I think it's one of those ideas that, in theory, sounds absolutely logical and even necessary.

Yet, in actuality, no evidence exists to suggest cohabitation prior to marriage has done anything to preserve the collective state of matrimony in westernized nations, where it's nearly universally practiced. The overwhelming majority of people who are divorced lived together prior. I'm not sure to what degree cohabitation really helped them, as many will attest that living together and being married aren't necessarily remotely synonymous. 

Anecdotally? Of all the people we know who are in our similar age bracket, and were all married within a few years of each other, every single couple but us lived together before marriage.

And all but two of those marriages are either strained or completely finished. And in all of the cases one of the major issues cited has been related to incompatibility; i.e. I thought I knew them, knew what they wanted, knew how to live day to day with them, and it turns out that being married to them was nothing like living with them in a long term relationship.

On the other side I can think of one couple for whom it worked out VERY well. My former university roommate. He met his future wife our very first year and basically by my last year (he was a year behind me) he was living almost full time at her off campus apartment. They were inseparable very early on, got married 5 years after they met, and when I asked him how married life was he basically said it wasn't any different for them than before. They seemed to slip pretty seamlessly into a marital life built strongly on years of co-habitation.


----------



## jaquen (Mar 1, 2012)

Alrighty, I answered the topic question before reading the OP, which is a lot more complex than the title suggests.

I'm totally team rent a place for a year. Considering the kids, that there are at least two failed marriages between you, and your very reasonable apprehension to purchase a house with someone you've never lived with, I definitely think you guys should look into a trial run with renting. Hopefully it'll go well and you guys can rent until you feel comfortable marrying and then purchase the home together as a married couple. I think buying now could potentially be an incredibly huge mistake.


----------



## DoF (Mar 27, 2014)

Absolutely NO legal/mortgage agreement with no marriage. NEVER EVER.

Same goes for room mates or friends or even family members. DO NOT get into "ownership" battles with people. ONLY once married.

RENT ONLY OP

I don't really care what studies says or if there is evidence. It's pretty simple. You don't know someone until you live with them for extended period of time (at least 6 months - 1 year). 

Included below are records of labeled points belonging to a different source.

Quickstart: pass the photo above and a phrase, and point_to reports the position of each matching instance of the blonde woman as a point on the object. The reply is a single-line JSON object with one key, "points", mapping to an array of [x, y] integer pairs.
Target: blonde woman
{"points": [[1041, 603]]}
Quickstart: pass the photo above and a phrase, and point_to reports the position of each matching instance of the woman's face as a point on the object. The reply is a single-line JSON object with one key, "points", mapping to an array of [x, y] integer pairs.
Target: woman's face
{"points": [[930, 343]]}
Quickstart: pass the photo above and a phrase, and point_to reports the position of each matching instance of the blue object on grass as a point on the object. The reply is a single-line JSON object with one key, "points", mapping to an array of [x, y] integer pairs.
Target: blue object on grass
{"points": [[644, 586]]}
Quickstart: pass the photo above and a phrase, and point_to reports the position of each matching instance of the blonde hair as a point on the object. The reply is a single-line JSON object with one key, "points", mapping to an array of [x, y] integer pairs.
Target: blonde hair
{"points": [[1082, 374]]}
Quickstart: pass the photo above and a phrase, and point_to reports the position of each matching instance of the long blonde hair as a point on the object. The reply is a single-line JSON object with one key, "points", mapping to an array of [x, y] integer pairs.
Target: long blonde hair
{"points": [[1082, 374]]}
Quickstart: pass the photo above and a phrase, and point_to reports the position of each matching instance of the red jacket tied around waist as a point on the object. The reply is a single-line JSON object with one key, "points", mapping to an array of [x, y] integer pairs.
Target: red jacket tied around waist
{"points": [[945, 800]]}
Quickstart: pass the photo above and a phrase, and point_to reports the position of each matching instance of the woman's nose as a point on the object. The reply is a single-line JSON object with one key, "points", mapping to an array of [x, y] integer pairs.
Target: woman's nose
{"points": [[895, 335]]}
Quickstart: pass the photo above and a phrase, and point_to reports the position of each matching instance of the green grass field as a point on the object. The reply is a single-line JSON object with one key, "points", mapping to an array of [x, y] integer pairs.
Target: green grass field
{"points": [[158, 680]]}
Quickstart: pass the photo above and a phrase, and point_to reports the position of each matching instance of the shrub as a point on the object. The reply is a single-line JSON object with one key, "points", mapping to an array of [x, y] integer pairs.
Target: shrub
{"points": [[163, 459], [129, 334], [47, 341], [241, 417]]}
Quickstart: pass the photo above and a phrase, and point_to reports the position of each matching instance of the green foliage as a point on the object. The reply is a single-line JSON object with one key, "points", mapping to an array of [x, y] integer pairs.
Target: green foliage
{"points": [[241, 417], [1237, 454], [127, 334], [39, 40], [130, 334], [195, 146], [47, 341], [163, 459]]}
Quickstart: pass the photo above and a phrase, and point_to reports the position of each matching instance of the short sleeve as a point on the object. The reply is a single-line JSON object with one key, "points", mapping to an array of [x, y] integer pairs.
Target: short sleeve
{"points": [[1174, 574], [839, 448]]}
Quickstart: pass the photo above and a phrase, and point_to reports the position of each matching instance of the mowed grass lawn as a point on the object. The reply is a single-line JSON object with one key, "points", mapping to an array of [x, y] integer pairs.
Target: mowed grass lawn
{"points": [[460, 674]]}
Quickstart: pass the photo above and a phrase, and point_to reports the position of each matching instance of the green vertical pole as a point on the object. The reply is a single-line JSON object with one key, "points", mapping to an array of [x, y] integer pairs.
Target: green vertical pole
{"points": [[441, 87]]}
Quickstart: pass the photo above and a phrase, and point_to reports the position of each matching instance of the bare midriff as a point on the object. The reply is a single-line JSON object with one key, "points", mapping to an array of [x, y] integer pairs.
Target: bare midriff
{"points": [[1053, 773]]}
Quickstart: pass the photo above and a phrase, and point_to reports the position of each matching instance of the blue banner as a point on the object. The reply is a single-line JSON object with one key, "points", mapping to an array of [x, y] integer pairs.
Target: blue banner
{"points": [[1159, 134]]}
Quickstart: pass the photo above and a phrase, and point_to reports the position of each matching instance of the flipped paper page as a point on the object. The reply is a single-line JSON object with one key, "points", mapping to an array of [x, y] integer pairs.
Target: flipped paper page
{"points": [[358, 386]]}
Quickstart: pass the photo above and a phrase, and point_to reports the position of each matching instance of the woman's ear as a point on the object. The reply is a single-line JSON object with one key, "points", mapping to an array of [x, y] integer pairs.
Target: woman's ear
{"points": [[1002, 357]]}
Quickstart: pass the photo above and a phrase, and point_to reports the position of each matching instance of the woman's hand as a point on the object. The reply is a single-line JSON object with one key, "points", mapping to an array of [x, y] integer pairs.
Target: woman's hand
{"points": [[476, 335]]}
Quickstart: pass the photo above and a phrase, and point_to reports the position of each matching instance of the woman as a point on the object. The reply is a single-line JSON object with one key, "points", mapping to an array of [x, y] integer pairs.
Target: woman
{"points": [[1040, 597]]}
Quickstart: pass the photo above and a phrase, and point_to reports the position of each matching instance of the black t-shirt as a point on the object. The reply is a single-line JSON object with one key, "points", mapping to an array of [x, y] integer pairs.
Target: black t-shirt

I would HIGHLY recommend not finding out who the person is AFTER marriage.

PS. I do recommend above to my kids as well.


----------



## devotion (Oct 8, 2012)

Still a sore point in my relationship. I know she only cares due to the stigma she feels if her parents knew she lived with me (despite her effectively living with me already, and instead paying TWO rents for one place) but can't convince her otherwise that its a huge waste of money once you're committed (ie engaged) since it still takes 6 months to a year afterwards to make it happen. 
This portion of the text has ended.